Minoritaires ? Ce que vous pouvez exiger lors des assemblées générales

La détention d’une seule action donne le droit d’y participer et de faire entendre son point de vue.
15 jours avant l’assemblée, il est possible de consulter un large éventail de documents qui peuvent remonter jusqu’à  trois ans.
Sauf modification de statuts ou de capital, les AGO ont un pouvoir décisionnaire très étendu.

Les assemblées générales des actionnaires des sociétés cotées se succèdent depuis  le mois de mars. Plus d’une vingtaine sont programmées d’ici à fin juin, date limite de tenue des assemblées générales ordinaires (AGO) pour les sociétés qui clôturent leur exercice le 31 décembre. Approbation des comptes, changement des administrateurs, lancement de programmes de rachat d’actions…, les décisions débattues et approuvées lors de ces réunions sont diverses et importantes pour l’avenir des sociétés concernées.
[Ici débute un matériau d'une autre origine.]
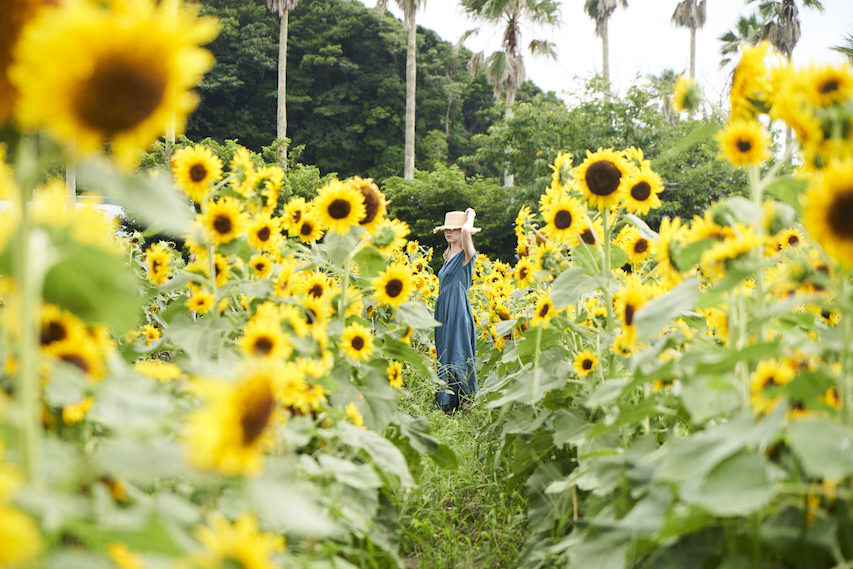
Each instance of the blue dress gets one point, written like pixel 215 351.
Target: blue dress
pixel 454 339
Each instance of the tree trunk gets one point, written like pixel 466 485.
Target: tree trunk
pixel 605 61
pixel 281 112
pixel 693 53
pixel 509 179
pixel 411 77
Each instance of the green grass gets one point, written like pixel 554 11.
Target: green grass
pixel 465 517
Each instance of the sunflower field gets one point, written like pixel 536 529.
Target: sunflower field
pixel 243 385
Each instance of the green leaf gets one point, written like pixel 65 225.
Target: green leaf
pixel 737 486
pixel 95 285
pixel 658 312
pixel 824 447
pixel 788 190
pixel 370 262
pixel 570 286
pixel 153 201
pixel 415 314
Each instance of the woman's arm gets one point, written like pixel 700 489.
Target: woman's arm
pixel 467 242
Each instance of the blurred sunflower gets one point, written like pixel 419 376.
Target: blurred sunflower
pixel 222 220
pixel 95 73
pixel 395 374
pixel 563 217
pixel 356 342
pixel 338 207
pixel 238 545
pixel 264 233
pixel 602 178
pixel 227 433
pixel 642 189
pixel 374 203
pixel 828 211
pixel 585 362
pixel 196 169
pixel 744 143
pixel 765 381
pixel 393 285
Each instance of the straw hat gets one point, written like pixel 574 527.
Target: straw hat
pixel 454 220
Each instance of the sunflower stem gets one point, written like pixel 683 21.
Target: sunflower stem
pixel 29 270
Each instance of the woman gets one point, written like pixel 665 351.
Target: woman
pixel 455 339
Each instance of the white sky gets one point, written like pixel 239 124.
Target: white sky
pixel 642 41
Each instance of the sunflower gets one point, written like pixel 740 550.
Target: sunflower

Leurs actionnaires sont tous conviés à y participer, mais, malheureusement, les petits porteurs ne s’impliquent généralement pas dans ces instances décisionnelles. «Ce sont majoritairement les actionnaires stratégiques et professionnels qui participent aux assemblées générales des sociétés cotées. Les minoritaires, eux, sont rarement représentés même s’ils en ont le droit», affirme un juriste d’affaires.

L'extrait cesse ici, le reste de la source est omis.